Cuando sali de la prision de la Seguridad de Estado Cubana
( Villa Marista) una ansiedad incontenible me habia quitado
el sueño. No podia quitar de mi cabeza aquella anciana que
por casualidad habia visto en el cuarto contiguo , gracias a
un descuido de la carcelera. La vision de aquella anciana
no habia podido olvidarla porque a ella , le debia el no haber
atentado contra mi vida Aquella puerta abierta y la desolada
imagen de la anciana habian borrado el estado metal en que
me encontraba. Adquiri la libertad y con ella dies dias de
insomnio.....el recuerdo de las tres mujeres que habian
compartido conmigo la celda y el recuerdo de la anciana
solitaria mas la incertidumbre ......que destino tendrian ellas.
No recuerdo llego aquel libro coleccion Cocuyo a mi vida...
Albert Camus llegaba a mi vida para salverme a traves del
Extranjero.......El Extranjero me ayudo a comprender lo
absurdo que era el presente.......mi presente....senti un gran
alivio......mientras leia .....la tension fue desapareciendo ...
Logre dormir…….

Final del Extranjero Albert Camus
En cuanto salió, recuperé la calma. Me sentía agotado y me arrojé sobre el camastro. Creo que dormí porque me desperté con las estrellas sobre el rostro. Los ruidos del campo subían hasta mí. Olores a noche, a tierra y a sal me refrescaban las sienes. La maravillosa paz de este verano adormecido penetraba en mí como una marea. En ese momento y en el límite de la noche, aullaron las sirenas. Anunciaban partidas hacia un mundo que ahora me era para siempre indiferente.
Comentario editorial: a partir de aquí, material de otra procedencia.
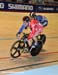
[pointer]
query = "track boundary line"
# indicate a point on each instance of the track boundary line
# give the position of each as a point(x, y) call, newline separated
point(30, 55)
point(28, 65)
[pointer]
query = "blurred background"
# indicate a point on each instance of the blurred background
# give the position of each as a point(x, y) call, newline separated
point(37, 2)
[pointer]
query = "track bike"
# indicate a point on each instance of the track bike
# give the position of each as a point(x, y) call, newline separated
point(21, 46)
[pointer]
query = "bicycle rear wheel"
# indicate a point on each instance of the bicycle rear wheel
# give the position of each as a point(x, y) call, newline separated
point(16, 49)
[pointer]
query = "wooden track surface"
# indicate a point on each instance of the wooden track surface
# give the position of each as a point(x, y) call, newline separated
point(10, 22)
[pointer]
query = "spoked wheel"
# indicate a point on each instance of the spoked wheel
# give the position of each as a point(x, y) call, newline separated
point(35, 51)
point(16, 49)
point(43, 38)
Por primera vez desde hacía mucho tiempo pensé en mamá. Me pareció que comprendía por qué, al final de su vida, había tenido un «novio», por qué había jugado a comenzar otra vez. Allá, allá también, en torno de ese asilo en el que las vidas se extinguían, la noche era como una tregua melancólica. Tan cerca de la muerte, mamá debía de sentirse allí liberada y pronta para revivir todo. Nadie, nadie tenía derecho de llorar por ella. Y yo también me sentía pronto a revivir todo. Como si esta tremenda cólera me hubiese purgado del mal, vaciado de esperanza, delante de esta noche cargada de presagios y de estrellas, me abría por primera vez a la tierna indiferencia del mundo. Al encontrarlo tan semejante a mí, tan fraternal, en fin, comprendía que había sido feliz y que lo era todavía. Para que todo sea consumado, para que me sienta menos solo, me quedaba esperar que el día de mi ejecución haya muchos espectadores y que me reciban con gritos de odio.